Uitspraak
1.Geding in cassatie
2.Beoordeling van het middel
3.Ambtshalve beoordeling van de bestreden uitspraak
4.Beslissing
23 februari 2016.
Hoge Raad
In deze zaak heeft de Hoge Raad op 23 februari 2016 uitspraak gedaan in een cassatieberoep tegen een arrest van het Gerechtshof 's-Hertogenbosch. De verdachte, geboren in 1986, had een beroep ingesteld tegen een eerdere veroordeling voor schuldheling. De kern van de zaak betrof het voorhanden hebben van een telefoon die door een ander was achtergelaten, zonder dat de verdachte onderzoek had gedaan naar de herkomst van het toestel. De advocaat van de verdachte, mr. J.S. Nan, had een middel van cassatie voorgesteld, maar de Advocaat-Generaal F.W. Bleichrodt concludeerde tot verwerping van het beroep.

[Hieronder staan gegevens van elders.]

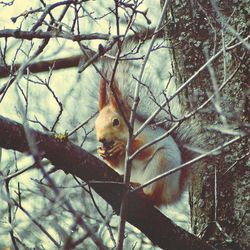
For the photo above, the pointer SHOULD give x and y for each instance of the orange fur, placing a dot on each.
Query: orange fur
(144, 154)
(102, 94)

De Hoge Raad oordeelde dat het middel niet tot cassatie kon leiden, omdat het niet noopt tot beantwoording van rechtsvragen die van belang zijn voor de rechtseenheid of de rechtsontwikkeling. Daarnaast werd ambtshalve beoordeeld dat de redelijke termijn, zoals bedoeld in artikel 6, eerste lid, van het EVRM, was overschreden, aangezien er meer dan twee jaar waren verstreken na het instellen van het cassatieberoep. Ondanks deze overschrijding, oordeelde de Hoge Raad dat er geen aanleiding was om aan het oordeel dat de redelijke termijn was overschreden enige rechtsgevolg te verbinden. De Hoge Raad besloot uiteindelijk het beroep te verwerpen.